I merely want to ask you all one simple question:

Is kissing (not chin-pecks) someone else whilst you're married ok?


----------



## Amplexor (Feb 13, 2008)

No, it can open the doors for further advances. When asking a question like this ask yourself how you'd feel if your spouse did it.


----------



## swedish (Mar 6, 2008)

A good rule of thumb is that if your spouse was sitting next to you at the time, would it be ok? I think for most married couples this is a resounding 'no' but there are exceptions, open marriages, etc.

Same goes for carrying on non-physical relationships with those of the opposite sex when you are married. There needs to be a boundary between friendships and forming close, emotional attachments that will take away from the marriage and cause your spouse pain.


----------



## BlueCreek (May 5, 2008)

swedish said:


> A good rule of thumb is that if your spouse was sitting next to you at the time, would it be ok?


:iagree:

Anything you would not do in front of your wife should be considered completely out of bounds.


----------



## AZMOMOFTWO (Jun 30, 2008)

I would definately say no. In my book, its cheating. I think I am fairly open, I really do not mind when my husband goes to strip clubs, which is a pretty rare occasion. That doesn't bother me as there really is no connection. Kissing someone, you are definately connecting.


----------



## justean (May 28, 2008)

i agree with all of the above. no
its taking a connection with someone further and it can lead to disasterous consequences.
but it ok if your split up.


----------



## draconis (Oct 3, 2007)

In general I would say no.

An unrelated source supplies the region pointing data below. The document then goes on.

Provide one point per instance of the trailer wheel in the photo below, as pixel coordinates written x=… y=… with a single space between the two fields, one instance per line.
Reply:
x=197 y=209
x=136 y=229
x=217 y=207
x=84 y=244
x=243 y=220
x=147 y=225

In a marriage that is the type of bonding thing you save for your partner.

Boundries have to start and stop somewhere. Some people have open relationships with things like that built in to them. That is different.

I agree with the idea if you can't do it in front of your spouse it is wrong.

draconis


----------



## TheLuckiest08 (Jun 2, 2008)

Are you seriously asking this question? What do you think the answer will be??


----------